FOTOS

Nos bairros populosos que se notabilizavam como ponto de atração para os periféricos, havia sempre uma loja com a placa destacando que ali se faziam fotografias.

No bairro ligado ao que eu morava na juventude, havia o FOTO VIEIRA cujo dono, Sr. Vieira (logicamente) era o responsável por fazer a cobertura fotográfica dos casamentos, batizados, formaturas, bailes de 15 anos e demais eventos sociais, além claro, das que seriam usadas nos documentos ou transformadas em cartões postais dos mortais comuns ou dos artistas com relevância na atualidade.

No FOTO VIEIRA, a máquina era daquelas bem antigas, quadradas, feitas de madeira.

O profissional cobria a cabeça com um pano preto e depois de feito o enquadramento acendia os refletores e fotografava acionando o obturador através de um cabo longo e fino.

Para as fotografias de documentos em que eram obrigatórios paletó e gravata, havia paletó azul e a frente de camisa branca com gravata preta ajustada ao colarinho com tiras para amarrar na altura da nuca.

O conjunto era semelhante ao babador de criancinhas que, depois de ajustado sob o paletó, dava a impressão de que o fotografado estava vestido conforme o figurino exigido, apesar do cheiro desagradável de peças muito usadas, mas nunca lavadas.

Salvo nas oportunidades em que a urgência era maior do que torniquete para estancar sangria, nunca menos de uma semana era o tempo que precisávamos esperar para ver as fotografias feitas na loja ou as cópias dos filmes que levávamos para revelar.

Naquele tempo o meu pai teve a máquina Kodak, tipo caixão, que usava filme com 12 poses.

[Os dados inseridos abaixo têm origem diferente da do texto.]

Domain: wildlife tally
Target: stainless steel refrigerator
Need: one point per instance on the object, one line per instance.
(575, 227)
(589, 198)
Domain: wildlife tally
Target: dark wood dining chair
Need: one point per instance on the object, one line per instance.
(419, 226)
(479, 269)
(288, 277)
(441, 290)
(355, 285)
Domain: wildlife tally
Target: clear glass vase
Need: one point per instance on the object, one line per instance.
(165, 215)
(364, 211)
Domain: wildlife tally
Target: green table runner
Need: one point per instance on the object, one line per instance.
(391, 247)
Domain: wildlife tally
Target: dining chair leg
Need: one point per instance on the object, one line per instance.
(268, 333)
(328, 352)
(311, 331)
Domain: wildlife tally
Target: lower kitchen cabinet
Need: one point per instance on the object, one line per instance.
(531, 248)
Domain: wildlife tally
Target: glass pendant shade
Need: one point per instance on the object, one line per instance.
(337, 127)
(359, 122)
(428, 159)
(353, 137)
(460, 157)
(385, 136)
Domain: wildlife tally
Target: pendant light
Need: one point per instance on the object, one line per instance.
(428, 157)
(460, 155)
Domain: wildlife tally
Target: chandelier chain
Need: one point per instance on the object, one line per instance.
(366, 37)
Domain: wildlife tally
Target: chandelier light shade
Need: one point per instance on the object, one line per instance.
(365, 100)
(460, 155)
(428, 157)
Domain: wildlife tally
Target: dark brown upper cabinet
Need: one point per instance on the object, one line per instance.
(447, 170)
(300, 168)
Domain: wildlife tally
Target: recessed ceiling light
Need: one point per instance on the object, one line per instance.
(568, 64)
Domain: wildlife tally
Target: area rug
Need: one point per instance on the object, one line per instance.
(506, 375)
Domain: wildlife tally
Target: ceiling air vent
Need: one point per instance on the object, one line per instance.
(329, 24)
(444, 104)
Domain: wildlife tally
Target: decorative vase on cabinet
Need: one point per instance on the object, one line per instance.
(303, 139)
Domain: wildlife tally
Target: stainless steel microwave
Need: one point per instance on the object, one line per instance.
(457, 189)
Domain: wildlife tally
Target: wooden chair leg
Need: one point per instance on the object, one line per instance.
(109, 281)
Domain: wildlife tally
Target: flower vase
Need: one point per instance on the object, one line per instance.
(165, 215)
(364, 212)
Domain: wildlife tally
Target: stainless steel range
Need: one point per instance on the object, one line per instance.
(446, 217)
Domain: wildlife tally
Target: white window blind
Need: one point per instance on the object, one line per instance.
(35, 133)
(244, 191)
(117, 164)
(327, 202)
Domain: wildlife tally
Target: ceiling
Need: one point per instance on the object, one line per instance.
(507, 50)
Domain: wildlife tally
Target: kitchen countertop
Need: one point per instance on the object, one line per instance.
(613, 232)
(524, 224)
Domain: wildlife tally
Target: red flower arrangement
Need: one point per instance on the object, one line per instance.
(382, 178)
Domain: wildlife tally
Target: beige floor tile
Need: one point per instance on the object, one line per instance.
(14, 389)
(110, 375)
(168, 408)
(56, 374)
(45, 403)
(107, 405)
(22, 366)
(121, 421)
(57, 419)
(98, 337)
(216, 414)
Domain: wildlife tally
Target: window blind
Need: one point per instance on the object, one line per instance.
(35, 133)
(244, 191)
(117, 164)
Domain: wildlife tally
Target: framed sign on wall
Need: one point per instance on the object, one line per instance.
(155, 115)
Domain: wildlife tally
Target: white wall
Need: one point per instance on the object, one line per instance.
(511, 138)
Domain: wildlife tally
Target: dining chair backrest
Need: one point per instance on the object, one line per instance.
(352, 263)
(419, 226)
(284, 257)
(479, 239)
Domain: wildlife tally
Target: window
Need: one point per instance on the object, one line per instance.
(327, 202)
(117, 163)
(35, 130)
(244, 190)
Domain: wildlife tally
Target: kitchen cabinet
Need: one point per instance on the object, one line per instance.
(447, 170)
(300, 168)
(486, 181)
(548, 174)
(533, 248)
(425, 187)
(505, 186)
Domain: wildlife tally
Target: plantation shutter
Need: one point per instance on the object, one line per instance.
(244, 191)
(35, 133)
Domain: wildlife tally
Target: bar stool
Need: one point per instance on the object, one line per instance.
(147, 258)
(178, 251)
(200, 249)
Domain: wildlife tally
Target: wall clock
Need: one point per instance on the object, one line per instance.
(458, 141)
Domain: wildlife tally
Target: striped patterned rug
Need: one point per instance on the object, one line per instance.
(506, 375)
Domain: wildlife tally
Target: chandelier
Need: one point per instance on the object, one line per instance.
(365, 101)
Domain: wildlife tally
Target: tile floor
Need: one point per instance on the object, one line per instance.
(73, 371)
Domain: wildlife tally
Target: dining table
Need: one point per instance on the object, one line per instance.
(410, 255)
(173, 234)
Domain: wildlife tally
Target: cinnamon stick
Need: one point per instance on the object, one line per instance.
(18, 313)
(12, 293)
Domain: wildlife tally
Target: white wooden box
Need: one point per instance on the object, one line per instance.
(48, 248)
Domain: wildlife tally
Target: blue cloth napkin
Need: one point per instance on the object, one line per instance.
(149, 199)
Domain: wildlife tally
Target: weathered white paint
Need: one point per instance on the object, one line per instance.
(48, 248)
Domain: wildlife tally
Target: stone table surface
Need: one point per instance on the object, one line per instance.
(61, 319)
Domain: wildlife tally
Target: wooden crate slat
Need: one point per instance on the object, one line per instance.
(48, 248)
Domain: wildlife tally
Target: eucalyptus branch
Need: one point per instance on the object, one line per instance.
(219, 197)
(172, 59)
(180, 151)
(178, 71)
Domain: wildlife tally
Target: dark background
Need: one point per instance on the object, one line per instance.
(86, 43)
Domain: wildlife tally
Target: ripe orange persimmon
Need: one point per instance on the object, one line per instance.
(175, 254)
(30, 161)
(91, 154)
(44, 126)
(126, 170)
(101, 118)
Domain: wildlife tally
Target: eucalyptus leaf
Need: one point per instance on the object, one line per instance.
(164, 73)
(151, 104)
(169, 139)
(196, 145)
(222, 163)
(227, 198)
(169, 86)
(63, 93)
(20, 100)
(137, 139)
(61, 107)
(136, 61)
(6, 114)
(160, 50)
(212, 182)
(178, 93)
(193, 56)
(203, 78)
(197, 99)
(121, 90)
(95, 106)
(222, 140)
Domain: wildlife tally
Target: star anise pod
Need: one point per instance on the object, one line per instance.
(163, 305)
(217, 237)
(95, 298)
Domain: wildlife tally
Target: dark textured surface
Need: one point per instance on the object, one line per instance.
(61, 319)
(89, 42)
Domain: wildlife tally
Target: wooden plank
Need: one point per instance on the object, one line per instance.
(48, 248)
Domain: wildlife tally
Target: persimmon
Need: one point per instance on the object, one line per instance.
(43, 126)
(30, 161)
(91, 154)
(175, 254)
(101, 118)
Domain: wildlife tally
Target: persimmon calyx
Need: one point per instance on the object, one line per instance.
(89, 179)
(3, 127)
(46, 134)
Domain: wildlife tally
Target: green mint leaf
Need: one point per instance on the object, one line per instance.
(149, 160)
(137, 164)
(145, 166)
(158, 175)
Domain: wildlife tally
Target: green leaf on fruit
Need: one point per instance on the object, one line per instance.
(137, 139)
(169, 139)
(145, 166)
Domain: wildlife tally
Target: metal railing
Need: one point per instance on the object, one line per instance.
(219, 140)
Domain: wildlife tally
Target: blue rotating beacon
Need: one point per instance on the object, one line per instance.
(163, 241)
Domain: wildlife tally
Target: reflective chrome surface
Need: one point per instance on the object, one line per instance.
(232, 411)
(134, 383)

Raramente conseguíamos 8 das 12 fotos.

Longe de mim a ideia de duvidar do profissionalismo ou retidão de caráter do Sr. Vieira, mas será que o seu proceder estava conforme o recomendado pelo fabricante dos filmes?

Com a evolução da tecnologia todo mundo aprendeu a fotografar.

Surgiu até um termo novo, selfies.

Os programas de computador fazem os milagres imaginados pelas mentes mais férteis, emagrecem as “rolhas de poço”, vestem os “tribufus” com artigos de marcas, criam ou ajeitam cabeleiras, tiram manchas da pele, excluem os “papagaios de piratas” indesejados...

As câmeras evoluíram até serem substituídas pelos celulares, a Kodak que fabricava filme e papel fotográfico faliu e as lojas do tipo FOTO VIEIRA deixaram de existir.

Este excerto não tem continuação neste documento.